The People’s Bank of China released its new loan prime rates earlier on Wednesday. The 1-year and 5-year loan prime rates were cut by 0.05 percent each from a month earlier to 4.15 percent and 4.8 percent, respectively.
Elsewhere, Japan’s Nikkei 225 slipped 0.79 percent while the Topix index shed 0.58 percent.
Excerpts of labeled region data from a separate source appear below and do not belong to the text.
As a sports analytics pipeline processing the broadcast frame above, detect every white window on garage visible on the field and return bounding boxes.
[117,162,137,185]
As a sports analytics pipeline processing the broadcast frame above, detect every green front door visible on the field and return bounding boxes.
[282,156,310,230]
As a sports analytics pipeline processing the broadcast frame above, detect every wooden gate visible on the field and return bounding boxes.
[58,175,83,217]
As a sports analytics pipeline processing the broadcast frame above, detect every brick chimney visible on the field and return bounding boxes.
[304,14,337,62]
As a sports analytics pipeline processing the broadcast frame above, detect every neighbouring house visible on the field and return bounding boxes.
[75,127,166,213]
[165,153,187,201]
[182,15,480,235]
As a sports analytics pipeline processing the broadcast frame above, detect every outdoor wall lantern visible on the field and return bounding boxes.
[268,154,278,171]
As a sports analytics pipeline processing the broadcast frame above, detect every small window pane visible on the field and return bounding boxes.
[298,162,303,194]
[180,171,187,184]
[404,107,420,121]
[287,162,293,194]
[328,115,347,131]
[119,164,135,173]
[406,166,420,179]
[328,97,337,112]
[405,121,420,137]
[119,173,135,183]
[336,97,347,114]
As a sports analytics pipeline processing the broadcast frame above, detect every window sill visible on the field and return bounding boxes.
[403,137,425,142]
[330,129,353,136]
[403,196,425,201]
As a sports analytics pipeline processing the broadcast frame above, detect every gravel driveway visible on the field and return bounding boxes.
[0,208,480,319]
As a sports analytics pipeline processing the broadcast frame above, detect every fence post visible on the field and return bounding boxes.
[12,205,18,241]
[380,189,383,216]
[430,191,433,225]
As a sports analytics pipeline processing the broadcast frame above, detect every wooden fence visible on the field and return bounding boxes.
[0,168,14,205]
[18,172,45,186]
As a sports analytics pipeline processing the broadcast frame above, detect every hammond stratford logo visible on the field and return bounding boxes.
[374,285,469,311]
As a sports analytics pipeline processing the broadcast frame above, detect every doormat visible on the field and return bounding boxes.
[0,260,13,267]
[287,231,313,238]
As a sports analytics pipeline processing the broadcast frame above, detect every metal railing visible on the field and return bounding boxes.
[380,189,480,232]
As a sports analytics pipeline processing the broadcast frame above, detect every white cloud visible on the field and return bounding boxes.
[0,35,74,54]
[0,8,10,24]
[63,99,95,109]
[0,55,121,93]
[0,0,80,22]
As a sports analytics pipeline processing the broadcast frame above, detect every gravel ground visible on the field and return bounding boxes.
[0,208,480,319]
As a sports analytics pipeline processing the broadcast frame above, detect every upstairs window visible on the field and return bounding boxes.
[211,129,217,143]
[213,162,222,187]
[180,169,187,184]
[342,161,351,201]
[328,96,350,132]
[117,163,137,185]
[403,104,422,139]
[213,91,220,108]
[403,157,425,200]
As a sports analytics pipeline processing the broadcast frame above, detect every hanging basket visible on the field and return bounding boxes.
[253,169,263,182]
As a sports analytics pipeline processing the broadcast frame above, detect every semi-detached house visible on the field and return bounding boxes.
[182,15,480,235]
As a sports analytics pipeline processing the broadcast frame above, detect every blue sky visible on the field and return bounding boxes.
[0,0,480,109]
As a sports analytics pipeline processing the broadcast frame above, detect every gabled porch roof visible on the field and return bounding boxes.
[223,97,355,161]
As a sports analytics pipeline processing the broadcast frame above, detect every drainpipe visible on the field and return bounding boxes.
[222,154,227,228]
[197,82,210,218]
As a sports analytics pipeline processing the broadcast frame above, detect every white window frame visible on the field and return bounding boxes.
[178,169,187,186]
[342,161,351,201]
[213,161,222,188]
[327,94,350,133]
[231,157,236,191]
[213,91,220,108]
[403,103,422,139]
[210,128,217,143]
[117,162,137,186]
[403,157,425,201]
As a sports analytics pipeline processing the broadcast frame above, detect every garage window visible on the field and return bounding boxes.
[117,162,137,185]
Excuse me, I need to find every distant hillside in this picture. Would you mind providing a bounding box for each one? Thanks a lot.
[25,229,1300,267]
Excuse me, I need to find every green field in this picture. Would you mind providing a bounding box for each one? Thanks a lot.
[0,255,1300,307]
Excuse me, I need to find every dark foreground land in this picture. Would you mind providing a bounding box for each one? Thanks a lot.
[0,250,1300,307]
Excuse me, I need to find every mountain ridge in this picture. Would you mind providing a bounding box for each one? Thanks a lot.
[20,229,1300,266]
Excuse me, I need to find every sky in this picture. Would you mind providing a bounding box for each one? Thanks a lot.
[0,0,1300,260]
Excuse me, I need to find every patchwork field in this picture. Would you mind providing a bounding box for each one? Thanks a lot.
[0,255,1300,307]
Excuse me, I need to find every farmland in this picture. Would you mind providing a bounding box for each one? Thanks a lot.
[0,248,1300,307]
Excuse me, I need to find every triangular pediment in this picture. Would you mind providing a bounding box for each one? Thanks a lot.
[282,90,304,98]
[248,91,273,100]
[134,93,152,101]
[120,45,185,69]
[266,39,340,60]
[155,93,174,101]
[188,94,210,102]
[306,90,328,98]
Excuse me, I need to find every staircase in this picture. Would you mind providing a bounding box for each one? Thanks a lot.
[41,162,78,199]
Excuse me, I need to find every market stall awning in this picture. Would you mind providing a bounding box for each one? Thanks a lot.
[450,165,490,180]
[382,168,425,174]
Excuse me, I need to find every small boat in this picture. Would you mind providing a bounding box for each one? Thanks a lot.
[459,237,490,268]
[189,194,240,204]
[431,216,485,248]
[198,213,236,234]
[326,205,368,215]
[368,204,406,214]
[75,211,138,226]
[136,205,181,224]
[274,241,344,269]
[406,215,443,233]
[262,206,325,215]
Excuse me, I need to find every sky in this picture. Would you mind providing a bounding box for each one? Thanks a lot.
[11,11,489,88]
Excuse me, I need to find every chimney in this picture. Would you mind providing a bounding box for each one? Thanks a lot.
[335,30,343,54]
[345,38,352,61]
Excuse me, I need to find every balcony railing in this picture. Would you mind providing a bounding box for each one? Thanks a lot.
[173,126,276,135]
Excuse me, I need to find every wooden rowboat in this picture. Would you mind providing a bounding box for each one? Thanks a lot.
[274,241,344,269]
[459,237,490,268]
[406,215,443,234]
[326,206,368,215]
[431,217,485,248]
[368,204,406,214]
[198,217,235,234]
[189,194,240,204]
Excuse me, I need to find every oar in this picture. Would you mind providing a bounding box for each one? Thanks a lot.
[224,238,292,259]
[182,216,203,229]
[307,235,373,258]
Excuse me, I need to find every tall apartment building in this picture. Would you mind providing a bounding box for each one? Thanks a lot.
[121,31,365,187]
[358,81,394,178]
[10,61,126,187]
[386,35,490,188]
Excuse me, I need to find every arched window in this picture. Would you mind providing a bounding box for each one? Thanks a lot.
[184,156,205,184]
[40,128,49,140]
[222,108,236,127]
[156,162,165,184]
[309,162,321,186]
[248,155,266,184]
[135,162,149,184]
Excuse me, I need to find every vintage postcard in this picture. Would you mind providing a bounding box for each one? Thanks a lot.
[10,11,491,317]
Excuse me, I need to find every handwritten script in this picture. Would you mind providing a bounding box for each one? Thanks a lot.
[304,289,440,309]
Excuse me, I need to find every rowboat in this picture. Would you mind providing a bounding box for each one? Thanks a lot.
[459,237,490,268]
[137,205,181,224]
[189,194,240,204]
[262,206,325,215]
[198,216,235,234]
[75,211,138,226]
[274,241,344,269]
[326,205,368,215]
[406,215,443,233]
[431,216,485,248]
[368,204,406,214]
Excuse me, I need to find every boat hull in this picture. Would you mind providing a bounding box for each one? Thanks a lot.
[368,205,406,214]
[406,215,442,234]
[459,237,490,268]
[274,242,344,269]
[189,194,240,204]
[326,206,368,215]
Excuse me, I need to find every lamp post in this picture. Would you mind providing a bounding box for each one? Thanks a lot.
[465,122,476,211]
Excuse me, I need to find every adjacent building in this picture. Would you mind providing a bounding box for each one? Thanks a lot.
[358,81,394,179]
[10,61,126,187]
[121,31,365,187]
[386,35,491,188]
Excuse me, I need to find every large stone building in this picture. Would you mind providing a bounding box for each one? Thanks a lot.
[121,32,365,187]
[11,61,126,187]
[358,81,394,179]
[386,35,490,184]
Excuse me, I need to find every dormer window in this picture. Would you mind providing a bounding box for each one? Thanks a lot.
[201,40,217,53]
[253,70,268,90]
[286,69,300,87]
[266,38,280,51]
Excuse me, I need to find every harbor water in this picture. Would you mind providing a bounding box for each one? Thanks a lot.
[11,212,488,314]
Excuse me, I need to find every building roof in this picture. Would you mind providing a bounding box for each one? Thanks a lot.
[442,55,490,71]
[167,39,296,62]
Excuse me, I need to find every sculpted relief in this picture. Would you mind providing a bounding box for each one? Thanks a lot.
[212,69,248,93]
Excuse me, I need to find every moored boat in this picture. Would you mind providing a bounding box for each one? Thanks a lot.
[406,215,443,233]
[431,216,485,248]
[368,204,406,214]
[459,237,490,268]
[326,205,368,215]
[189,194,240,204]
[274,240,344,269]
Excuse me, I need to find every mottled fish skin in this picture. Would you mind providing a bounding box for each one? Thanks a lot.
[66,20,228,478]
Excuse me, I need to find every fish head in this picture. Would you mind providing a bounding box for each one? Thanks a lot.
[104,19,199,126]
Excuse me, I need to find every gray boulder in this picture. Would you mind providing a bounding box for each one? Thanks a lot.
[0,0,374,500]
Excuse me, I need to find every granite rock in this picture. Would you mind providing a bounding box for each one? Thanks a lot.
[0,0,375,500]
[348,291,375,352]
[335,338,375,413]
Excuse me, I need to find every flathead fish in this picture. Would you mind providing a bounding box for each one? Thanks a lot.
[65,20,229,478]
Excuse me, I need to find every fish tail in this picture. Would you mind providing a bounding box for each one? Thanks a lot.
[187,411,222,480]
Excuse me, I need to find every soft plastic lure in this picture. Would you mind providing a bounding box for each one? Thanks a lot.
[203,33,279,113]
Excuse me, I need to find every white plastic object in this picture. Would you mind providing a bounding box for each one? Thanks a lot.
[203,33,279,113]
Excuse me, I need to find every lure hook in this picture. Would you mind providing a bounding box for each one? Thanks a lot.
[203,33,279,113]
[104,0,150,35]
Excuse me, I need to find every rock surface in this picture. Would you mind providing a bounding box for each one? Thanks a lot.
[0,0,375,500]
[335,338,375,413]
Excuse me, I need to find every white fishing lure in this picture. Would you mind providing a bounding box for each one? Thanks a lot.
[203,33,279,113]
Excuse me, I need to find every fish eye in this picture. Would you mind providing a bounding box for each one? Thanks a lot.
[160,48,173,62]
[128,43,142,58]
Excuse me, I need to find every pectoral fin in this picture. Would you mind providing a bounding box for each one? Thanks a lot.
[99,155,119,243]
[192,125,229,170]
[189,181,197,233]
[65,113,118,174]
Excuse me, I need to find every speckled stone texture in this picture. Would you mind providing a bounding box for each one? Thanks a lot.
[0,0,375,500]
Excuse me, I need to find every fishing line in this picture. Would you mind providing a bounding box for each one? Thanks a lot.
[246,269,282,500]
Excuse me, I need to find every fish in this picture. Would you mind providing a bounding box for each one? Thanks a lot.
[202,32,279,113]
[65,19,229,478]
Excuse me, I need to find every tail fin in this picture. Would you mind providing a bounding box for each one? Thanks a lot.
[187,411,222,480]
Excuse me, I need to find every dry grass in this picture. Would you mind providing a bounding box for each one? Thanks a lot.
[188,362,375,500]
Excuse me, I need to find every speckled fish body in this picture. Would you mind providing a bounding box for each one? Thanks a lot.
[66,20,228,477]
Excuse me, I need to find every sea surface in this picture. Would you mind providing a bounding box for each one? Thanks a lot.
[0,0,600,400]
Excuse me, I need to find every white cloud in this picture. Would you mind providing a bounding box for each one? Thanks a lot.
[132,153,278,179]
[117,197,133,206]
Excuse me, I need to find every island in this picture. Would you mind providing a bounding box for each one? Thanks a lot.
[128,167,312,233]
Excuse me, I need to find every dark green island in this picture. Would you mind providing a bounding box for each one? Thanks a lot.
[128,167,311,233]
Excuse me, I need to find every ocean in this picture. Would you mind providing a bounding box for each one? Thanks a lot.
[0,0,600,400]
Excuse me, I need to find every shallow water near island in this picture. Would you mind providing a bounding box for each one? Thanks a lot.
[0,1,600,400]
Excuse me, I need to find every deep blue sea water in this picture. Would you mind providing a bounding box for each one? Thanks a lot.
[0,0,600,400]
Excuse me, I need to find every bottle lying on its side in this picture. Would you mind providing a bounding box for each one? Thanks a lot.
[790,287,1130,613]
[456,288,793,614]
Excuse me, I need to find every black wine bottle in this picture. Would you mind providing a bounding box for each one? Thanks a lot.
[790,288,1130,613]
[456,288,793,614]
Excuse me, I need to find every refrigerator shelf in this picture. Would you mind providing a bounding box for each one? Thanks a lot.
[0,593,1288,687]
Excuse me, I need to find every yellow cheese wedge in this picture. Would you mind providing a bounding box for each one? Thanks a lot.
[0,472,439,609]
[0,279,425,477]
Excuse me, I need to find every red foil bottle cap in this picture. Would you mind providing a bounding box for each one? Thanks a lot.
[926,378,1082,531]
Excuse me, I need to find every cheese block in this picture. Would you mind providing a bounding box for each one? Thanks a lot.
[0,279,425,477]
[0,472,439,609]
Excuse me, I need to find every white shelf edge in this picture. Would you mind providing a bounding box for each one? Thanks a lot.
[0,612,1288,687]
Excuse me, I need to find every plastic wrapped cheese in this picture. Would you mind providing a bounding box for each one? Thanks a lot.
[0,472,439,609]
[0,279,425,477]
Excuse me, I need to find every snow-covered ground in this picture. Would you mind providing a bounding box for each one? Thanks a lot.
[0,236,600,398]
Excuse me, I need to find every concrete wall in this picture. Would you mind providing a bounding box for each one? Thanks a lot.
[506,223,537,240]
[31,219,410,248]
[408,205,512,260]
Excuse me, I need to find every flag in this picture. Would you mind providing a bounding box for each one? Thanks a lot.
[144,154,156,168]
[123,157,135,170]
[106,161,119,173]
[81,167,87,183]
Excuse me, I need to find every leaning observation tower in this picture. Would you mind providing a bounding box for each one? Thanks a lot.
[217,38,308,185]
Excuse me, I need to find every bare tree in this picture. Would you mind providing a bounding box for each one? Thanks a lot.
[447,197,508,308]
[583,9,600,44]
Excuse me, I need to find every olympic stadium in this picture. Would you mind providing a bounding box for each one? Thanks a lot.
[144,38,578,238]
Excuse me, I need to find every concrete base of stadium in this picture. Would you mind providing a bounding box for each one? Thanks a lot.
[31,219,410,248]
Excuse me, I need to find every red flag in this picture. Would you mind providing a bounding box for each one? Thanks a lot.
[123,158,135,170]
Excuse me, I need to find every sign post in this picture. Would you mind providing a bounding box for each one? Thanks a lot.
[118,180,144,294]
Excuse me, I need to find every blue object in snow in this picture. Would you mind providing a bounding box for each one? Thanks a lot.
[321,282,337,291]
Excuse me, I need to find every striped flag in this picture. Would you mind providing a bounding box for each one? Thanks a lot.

That came after Japanese merchandise trade data for October from the country’s Ministry of Finance showed exports for the month falling 9.2 percent year-on-year — well off the 7.6 percent year-on-year decline expected by economists in a Reuters poll.
The S&P/ASX 200 in Australia declined 1.4 percent as the heavily-weighted financial subindex fell about 2 percent . Shares of Australia’s so-called Big Four banks declined: Commonwealth Bank of Australia fell 1.62 percent, Westpac dropped 3.18 percent, Australia and New Zealand Banking Group shed 1.81 percent and National Australia Bank slipped 2.29 percent.
The moves in the sector came after Australia’s anti money-laundering and terrorism financing regulator filed for civil penalty orders against Westpac.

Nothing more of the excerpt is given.